18 eyes of 17 patients were recruited into the study. Inclusion criterion was any patient with a non–traumatic perforated corneal ulcer. All patients had a thorough history and complete ophthalmic examination including B–scan ultrasonography. Patient demographics, presence of CD, and efficacy of corneal gluing were assessed.
Eight of the 18 eyes (44%) were documented to have a CD. Amongst perforations of greater than 2mm2 , 6 eyes (75%) were documented to have CD compared with 2 eyes (20%) in perforations of less than 2mm2 (P=0.054). No correlation could be determined between perforation duration and incidence of CD. Of the 15 eyes that underwent gluing, there were 13 successes (87%) and 2 failures (13%). Within the successes 4 patients (27%) required re–gluing because of infection (1 patient) or progression of their corneal melting (3 patients). Failure was due to severe progression of melting (1patient) and a very large perforation (1 patient).

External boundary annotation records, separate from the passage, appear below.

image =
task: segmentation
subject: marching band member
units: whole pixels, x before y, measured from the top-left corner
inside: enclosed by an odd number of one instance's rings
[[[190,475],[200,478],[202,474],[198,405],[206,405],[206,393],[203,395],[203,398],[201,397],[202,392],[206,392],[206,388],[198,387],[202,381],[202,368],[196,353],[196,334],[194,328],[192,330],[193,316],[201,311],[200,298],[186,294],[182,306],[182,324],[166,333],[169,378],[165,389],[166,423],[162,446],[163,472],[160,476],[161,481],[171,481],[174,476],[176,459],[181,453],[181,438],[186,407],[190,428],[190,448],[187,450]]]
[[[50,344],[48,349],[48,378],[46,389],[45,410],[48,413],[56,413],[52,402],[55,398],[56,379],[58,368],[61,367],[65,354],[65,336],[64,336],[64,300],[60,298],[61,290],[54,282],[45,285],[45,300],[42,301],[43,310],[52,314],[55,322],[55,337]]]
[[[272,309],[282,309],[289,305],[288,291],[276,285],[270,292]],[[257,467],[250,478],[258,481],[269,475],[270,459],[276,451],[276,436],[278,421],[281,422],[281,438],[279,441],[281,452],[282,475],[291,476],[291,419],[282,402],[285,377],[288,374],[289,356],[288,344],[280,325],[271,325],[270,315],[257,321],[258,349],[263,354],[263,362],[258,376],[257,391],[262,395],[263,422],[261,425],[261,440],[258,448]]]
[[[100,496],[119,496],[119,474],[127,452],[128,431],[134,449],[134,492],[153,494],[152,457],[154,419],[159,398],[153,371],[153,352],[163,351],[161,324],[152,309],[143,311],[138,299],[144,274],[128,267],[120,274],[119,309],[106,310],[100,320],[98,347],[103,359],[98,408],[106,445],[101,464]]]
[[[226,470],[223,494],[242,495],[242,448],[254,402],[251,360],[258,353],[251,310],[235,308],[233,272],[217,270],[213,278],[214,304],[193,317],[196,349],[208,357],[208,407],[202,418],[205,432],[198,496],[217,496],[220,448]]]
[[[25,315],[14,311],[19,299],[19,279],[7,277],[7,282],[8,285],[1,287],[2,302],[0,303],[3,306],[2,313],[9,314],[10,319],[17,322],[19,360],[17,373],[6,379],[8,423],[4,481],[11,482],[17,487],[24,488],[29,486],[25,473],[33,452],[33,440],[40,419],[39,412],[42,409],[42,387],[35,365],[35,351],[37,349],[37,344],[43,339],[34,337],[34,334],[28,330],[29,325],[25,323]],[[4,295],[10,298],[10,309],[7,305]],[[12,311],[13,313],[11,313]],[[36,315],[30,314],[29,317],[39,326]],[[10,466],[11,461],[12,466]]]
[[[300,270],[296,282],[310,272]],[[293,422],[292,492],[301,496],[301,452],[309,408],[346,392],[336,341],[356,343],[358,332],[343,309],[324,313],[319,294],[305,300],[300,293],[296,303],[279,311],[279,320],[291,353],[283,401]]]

Choroidal detachment following corneal ulcer perforation is common and is more likely in larger corneal perforations. Preoperative B–scan should be considered in cases of large corneal perforations requiring therapeutic keratoplasty to document choroidal detachment, which if large, may require drainage. Cyanacrylate glue is an effective and safe method for sealing small corneal perforations. A vigil must be maintained for infection while the glue and bandage contact lens are in situ.